Vitorina, Raimunda, Chica, fritam acarajé, vendem bolos, fato, cocada, mingau e são deusas também. Rum, rumpí, lé. E os Orixás descem, de dia ou de noite, tanto faz. Vem Ogúm o guerreiro; Oxalá, velho, imaculado, cajado acabando em pássaro, na mão trêmula; Iemanjá tangendo espumas, cheirando a mar; Obaluaê transformando a febre e as convulsões em danças terríveis, belas no mistério da palha roxa que lhe cobre a figura.

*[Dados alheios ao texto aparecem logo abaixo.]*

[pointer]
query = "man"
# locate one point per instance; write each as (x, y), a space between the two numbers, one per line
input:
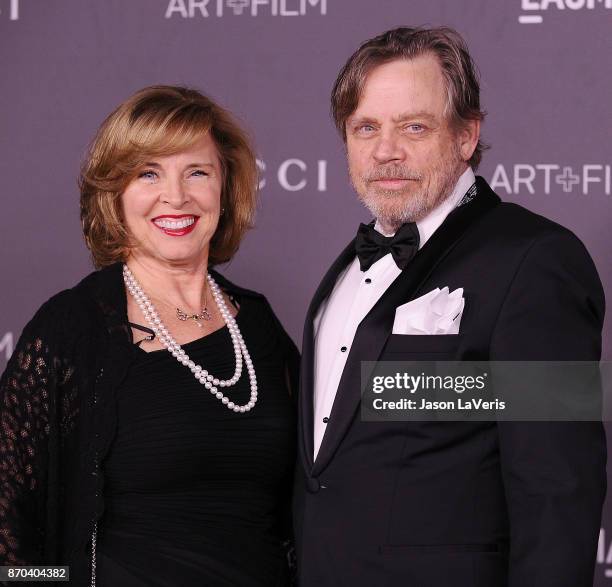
(426, 504)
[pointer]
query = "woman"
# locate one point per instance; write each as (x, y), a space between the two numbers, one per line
(147, 419)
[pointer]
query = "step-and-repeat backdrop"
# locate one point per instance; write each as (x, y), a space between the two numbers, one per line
(65, 64)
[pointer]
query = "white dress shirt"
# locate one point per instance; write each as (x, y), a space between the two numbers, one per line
(353, 296)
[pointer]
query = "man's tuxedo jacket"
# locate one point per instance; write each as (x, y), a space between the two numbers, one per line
(461, 504)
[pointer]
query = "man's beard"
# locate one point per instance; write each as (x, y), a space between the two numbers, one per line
(414, 201)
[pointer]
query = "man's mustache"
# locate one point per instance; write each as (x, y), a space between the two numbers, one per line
(392, 172)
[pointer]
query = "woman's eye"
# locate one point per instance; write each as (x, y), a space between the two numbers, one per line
(148, 174)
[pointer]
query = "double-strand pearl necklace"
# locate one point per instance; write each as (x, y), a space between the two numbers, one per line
(209, 381)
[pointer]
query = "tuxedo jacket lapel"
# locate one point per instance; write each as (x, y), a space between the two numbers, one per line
(375, 328)
(305, 424)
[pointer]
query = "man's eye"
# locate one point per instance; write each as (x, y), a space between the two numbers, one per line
(415, 128)
(365, 128)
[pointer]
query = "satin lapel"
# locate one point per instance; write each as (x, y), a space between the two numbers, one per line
(376, 327)
(305, 422)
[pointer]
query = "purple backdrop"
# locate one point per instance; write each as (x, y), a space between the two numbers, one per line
(66, 63)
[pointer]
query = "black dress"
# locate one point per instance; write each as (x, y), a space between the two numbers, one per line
(195, 494)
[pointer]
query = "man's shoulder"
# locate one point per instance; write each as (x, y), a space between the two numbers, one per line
(511, 222)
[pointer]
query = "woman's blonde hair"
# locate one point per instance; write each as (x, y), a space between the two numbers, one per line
(154, 122)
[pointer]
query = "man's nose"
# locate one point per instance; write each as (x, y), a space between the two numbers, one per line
(388, 148)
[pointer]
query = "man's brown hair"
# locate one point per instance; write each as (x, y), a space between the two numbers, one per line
(458, 68)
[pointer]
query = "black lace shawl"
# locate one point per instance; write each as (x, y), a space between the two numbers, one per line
(57, 412)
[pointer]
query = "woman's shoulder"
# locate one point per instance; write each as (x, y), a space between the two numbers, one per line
(232, 289)
(71, 309)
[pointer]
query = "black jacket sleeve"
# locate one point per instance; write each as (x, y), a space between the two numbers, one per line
(554, 472)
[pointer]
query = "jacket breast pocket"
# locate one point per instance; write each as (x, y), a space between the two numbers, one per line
(421, 346)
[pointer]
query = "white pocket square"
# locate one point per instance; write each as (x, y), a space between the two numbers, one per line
(437, 312)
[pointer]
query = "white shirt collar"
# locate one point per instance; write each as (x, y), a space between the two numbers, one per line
(432, 221)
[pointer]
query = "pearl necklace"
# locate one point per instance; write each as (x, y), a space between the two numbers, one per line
(209, 381)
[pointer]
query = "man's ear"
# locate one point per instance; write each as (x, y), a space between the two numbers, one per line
(467, 138)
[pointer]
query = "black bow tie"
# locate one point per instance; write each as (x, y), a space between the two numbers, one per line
(371, 246)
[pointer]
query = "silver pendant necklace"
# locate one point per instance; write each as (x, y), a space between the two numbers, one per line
(203, 315)
(209, 381)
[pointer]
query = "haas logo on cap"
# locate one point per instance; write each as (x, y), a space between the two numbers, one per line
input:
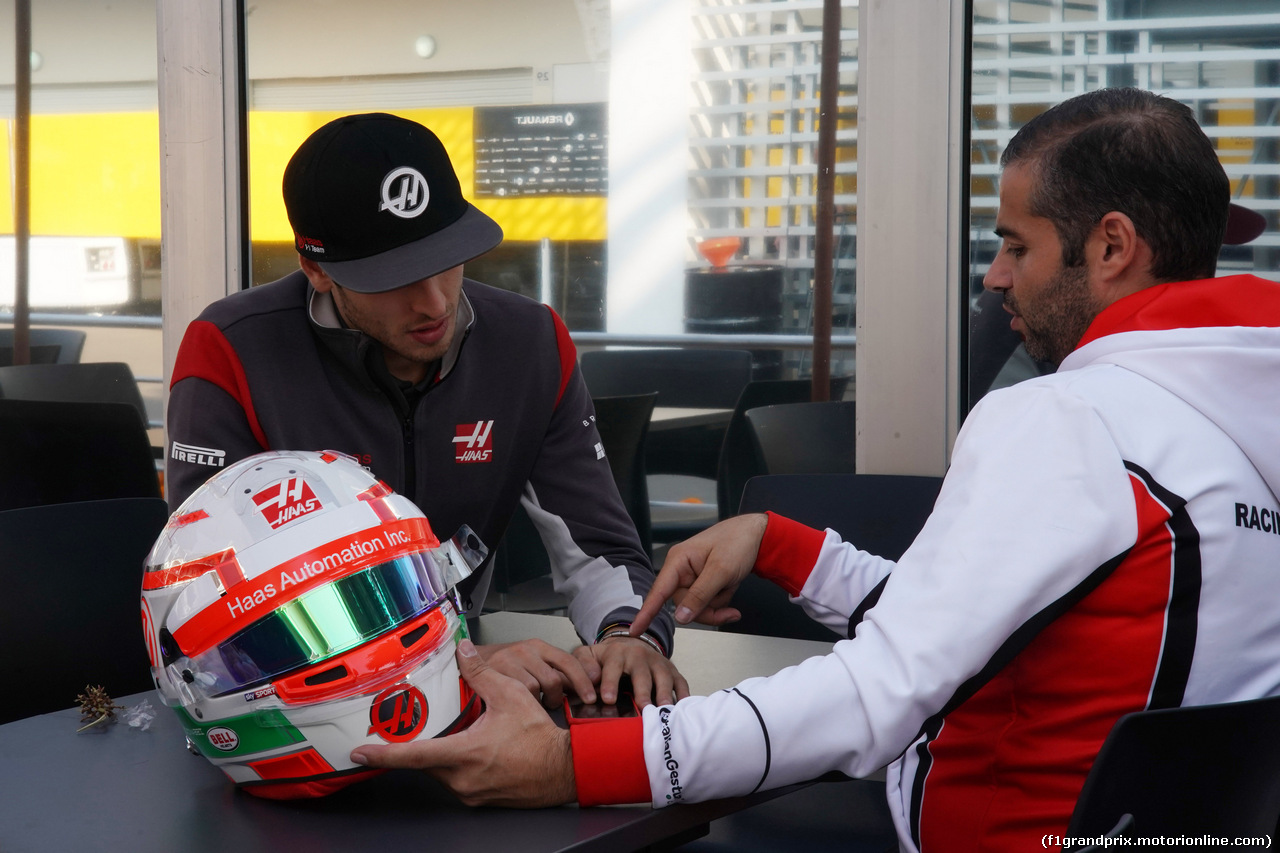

Há muita confusão aqui, senhor! Os sinos badalam nas torres cor de osso, São Lázaro come pipocas, há anjos de madeira com asas de arara e oxês escuros empapados de azeite. Incenso, mirra, ouro e munguzá; ouro nas farofas e nas enlouquecidas naves barrocas, mirra e incenso não faltam, estão no ar transparente, nas brisas que vêm de tão longe, no aromado passar de uma creoula.

E há paz nos largos pátios de azulejo, paz na sombra vertical dos arvoredos encantados, na água das quartinhas, na luz imensa da Bahia, luz a prumo que soca de sombra fresca os velhos portões de pedra, luz do meio-dia, a hora do Cão.”

Morre Carybé

Jornal do Commercio – Recife, 03 de outubro de 1997

Bahia não tem mais a leveza de Carybé
Agência Estado

SALVADOR – O artísta plástico argentino Hector Bernabó, o Carybé, de 86 anos, radicado na Bahia desde a década de 30, foi sepultado às 11h30 de ontem no cemitério Jardim da Saudade. Cerca de 150 pessoas acompanharam a cerimônia marcada pela emoção. O escritor Jorge Amado, amigo íntimo de Carybé, passou meia hora no velório mas não ficou para o sepultamento por recomendação médica. Ele sentiu-se mal na noite de qarta-feira, quando participava de uma reunião no terreiro de candomblé Ilê Axé Opô Afonjá, situado no bairro de São Gonçalo do Retiro na periferia de Salvador. Foi levado para o Hospital Roberto Santos onde morreu de ataque do coração.

Carybé, que na Bahia significa um mingau dado a mulher parida, era amigo de farra de alguns “baianos fundamentais” como o escritor Jorge Amado, o etnólogo Pierre Verger e o pintor Calazans Neto. Embora fosse considerado um dos artistas mais talentosos de sua geração, nunca se preocupou em ganhar dinheiro com seus quadros, através dos quais retratava a Bahia, seus personagens e os orixás.

Ele ilustrou livros de Guimarãs Rosa (entre os quais Grande Sertão: Veredas) Jorge Amado e seu último grande trabalho foi o conjunto de gravuras que serviu de base para as novas vinhetas da TVE da Bahia, lançadas no ano passado. Foi a primeira vez que ele trabalhou com a televisão e confessou-se maravilhado com o resultado. “Misturaram meus desenhos colocaram na maquína e eles saíram andando, dançando, pulando”, disse na época dando sua interpretação particular para a animação obtida pelo computador.